Most recently I have seen the passing of the V remake series, which I think could have pulled through somehow and before that JOSS WHEDON’S DOLLHOUSE series, which did get a second series but then had to tie up loose ends and plotlines in the last episode inventively.
I am currently watching LOST GIRL, on SyFy which is now running a second series, after successfully picking up a good audience response so far. It is something different, light hearted, but good enjoyable dark fantasy speaking an language I like. But with budgets tight at television stations and production companies, who knows how long it will last. I think there is a good run in it though.
Right now though, over say the last year or so, so many have been appearing in the dark fantasy/sci-fi/horror mould it is almost unbelievable. Now we have Speilberg produced TERRA NOVA-oh dear, problems there, GRIMM-Looking quite good initially, think I’ll watch, THE WALKING DEAD-Caught the first series, but have lost interest now the second is here, THE FADES in the UK-Very impressive short dark urban fantasy horror, MISFITS is doing well in the uk, not really seen it though, SANCTUARY is surprisingly strong, continuing on, and I do like what I see of it, SUPERNATURAL-bit too mainstream, handsome leads, not my thing. There are many others still, and in one sense this is a very great thing, evidence of strong interest and possibilities with these kinds of series and audiences there for them, mostly.
But there is only so much air time on television, only so much budget for shows to win our attention. So the pressure comes. This is the problem. I think I really noticed it well, a couple of years ago now, maybe during the TERMINATOR: SARAH CONNOR CHRONICLES. It was regularly reported in magazines and entertainment news, how it was progressing along, how it might go, the ups and downs. That is pressure enough on the writers, as well as the rating coming in. I did not watch all of that series, and was possibly put off by these reports. I sometimes don’t even wish to begin watching a new series, if I think it is likely that it will only been around for one series but by then I really like that characters and situation.
So when a new series know they want to get lit for another series, now we can almost see them very desperately doing just about anything with the characters and plots to confuse or create any level of desire in us for more. Sometimes this backfires terribly, and ends in a very embarrassing mess.
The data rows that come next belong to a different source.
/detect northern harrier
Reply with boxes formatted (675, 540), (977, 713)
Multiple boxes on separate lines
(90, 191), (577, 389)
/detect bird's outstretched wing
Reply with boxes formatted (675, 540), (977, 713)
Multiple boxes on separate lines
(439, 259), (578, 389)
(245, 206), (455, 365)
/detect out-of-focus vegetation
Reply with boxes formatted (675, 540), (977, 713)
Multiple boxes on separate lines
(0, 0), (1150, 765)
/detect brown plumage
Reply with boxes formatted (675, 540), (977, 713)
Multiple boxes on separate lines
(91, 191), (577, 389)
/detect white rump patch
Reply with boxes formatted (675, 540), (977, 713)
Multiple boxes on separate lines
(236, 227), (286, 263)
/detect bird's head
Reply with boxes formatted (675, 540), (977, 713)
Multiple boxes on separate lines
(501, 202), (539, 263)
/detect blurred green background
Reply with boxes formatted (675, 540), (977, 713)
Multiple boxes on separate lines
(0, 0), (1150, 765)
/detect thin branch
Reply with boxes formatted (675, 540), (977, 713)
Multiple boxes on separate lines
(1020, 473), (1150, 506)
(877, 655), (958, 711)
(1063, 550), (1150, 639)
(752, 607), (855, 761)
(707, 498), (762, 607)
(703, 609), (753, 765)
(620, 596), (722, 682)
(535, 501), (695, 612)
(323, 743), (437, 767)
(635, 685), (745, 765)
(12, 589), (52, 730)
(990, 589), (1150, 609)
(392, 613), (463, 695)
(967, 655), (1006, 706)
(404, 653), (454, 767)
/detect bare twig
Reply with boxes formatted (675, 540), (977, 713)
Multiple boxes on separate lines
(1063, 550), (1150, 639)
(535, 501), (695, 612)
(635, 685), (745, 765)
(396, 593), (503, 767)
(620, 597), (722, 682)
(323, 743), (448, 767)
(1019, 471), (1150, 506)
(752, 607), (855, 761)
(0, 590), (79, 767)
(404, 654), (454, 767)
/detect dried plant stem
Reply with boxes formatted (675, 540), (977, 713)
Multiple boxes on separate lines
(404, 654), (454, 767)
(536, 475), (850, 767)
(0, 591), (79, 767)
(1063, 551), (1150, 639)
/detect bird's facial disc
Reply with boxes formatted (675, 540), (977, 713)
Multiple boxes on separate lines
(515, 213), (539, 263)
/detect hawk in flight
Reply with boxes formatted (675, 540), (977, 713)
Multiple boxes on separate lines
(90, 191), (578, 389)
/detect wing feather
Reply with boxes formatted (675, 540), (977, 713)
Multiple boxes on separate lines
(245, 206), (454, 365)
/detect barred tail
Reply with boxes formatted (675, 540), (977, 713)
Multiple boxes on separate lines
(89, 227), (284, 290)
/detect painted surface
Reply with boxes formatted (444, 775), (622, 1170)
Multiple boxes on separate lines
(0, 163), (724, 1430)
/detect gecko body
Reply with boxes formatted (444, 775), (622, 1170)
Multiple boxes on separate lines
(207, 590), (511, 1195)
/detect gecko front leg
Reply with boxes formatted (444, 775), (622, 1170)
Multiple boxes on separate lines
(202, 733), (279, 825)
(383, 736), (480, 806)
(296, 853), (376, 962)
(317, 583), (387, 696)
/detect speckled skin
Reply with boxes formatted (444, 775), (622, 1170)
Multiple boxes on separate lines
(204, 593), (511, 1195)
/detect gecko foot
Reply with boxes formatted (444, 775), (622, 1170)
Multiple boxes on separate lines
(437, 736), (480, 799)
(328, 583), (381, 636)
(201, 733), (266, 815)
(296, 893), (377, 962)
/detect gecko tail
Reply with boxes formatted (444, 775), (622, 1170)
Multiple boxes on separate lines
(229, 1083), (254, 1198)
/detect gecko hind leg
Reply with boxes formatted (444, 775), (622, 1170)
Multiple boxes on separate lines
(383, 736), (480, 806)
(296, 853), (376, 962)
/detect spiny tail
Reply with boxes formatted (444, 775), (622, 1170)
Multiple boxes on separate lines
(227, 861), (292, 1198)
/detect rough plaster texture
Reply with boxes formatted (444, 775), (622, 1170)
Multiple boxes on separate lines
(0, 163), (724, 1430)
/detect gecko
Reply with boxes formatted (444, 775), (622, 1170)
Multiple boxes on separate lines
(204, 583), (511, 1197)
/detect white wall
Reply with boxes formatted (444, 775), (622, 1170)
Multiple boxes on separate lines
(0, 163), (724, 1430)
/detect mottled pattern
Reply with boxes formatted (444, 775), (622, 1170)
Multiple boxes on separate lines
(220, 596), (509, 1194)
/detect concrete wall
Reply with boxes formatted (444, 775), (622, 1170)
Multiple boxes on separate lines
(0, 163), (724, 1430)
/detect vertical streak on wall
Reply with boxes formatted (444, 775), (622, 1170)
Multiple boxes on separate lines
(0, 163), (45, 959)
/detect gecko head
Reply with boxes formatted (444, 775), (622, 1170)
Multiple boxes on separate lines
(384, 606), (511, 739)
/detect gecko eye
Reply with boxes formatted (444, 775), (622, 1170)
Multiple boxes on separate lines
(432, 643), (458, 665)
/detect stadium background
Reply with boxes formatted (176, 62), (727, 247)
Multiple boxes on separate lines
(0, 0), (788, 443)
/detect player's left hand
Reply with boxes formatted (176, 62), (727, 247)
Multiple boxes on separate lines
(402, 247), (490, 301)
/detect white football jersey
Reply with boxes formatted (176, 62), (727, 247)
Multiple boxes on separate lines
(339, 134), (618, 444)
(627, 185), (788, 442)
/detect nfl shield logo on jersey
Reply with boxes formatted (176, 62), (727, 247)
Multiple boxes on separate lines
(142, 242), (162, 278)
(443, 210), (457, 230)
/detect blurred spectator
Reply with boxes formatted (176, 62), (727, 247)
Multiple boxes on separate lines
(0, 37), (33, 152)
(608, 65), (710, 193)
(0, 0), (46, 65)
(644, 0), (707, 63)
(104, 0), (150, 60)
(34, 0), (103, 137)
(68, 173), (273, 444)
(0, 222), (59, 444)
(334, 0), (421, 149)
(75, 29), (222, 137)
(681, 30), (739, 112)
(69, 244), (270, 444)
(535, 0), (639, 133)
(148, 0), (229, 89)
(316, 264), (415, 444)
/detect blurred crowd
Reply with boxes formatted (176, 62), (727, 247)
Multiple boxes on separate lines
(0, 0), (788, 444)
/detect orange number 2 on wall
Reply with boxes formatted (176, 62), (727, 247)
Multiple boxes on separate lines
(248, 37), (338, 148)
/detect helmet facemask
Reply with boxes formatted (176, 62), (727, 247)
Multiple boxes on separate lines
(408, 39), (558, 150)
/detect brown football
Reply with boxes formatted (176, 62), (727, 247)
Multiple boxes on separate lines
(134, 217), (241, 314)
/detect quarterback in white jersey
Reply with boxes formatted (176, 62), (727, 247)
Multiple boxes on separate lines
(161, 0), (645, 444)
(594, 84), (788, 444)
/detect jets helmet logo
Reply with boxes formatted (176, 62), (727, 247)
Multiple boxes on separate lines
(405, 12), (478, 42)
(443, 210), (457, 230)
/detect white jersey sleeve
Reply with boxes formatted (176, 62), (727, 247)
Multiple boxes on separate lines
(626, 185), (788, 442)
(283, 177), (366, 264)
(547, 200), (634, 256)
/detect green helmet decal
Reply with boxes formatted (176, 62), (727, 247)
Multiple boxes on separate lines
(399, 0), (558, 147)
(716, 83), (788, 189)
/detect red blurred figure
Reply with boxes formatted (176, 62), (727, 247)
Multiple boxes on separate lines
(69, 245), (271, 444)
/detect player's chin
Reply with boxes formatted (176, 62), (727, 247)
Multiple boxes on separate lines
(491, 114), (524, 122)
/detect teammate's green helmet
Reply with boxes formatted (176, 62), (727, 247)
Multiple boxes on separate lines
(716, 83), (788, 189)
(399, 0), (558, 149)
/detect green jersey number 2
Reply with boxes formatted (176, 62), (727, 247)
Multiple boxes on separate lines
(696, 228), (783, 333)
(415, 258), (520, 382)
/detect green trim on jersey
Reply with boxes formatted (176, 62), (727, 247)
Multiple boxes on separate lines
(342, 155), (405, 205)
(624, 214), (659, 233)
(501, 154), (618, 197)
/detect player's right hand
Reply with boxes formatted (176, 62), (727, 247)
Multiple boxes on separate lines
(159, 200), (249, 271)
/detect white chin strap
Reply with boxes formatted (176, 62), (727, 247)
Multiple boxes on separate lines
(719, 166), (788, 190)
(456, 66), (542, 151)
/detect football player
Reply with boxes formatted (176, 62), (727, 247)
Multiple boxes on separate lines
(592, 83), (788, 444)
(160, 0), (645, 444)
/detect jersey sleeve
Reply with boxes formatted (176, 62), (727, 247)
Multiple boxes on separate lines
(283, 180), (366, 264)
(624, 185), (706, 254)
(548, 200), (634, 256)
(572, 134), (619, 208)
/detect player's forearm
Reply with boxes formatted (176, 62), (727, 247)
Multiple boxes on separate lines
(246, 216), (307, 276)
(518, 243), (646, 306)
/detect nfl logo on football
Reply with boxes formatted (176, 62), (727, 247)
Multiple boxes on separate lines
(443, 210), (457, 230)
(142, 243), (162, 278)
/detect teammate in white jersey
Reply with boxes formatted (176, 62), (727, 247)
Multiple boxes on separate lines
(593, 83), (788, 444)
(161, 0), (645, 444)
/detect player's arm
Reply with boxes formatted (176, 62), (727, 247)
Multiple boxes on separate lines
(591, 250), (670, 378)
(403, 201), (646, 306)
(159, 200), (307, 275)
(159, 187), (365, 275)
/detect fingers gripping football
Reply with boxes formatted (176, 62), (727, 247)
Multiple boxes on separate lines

This can then ruin the whole series, and what has gone before, simply for chasing the chance to get signed for a chance to return and do the same over again
Should the writers and directors not ultimately strive to create the most convincing, engaging well made, honestly crafted series before thinking of long time comfortable payment or playing it too safe to just simply be there, on air?
Well, I know there are some producers, writers and directors in television who do take bold chances, who risk cancellation for the chance to make something unique, special and loved.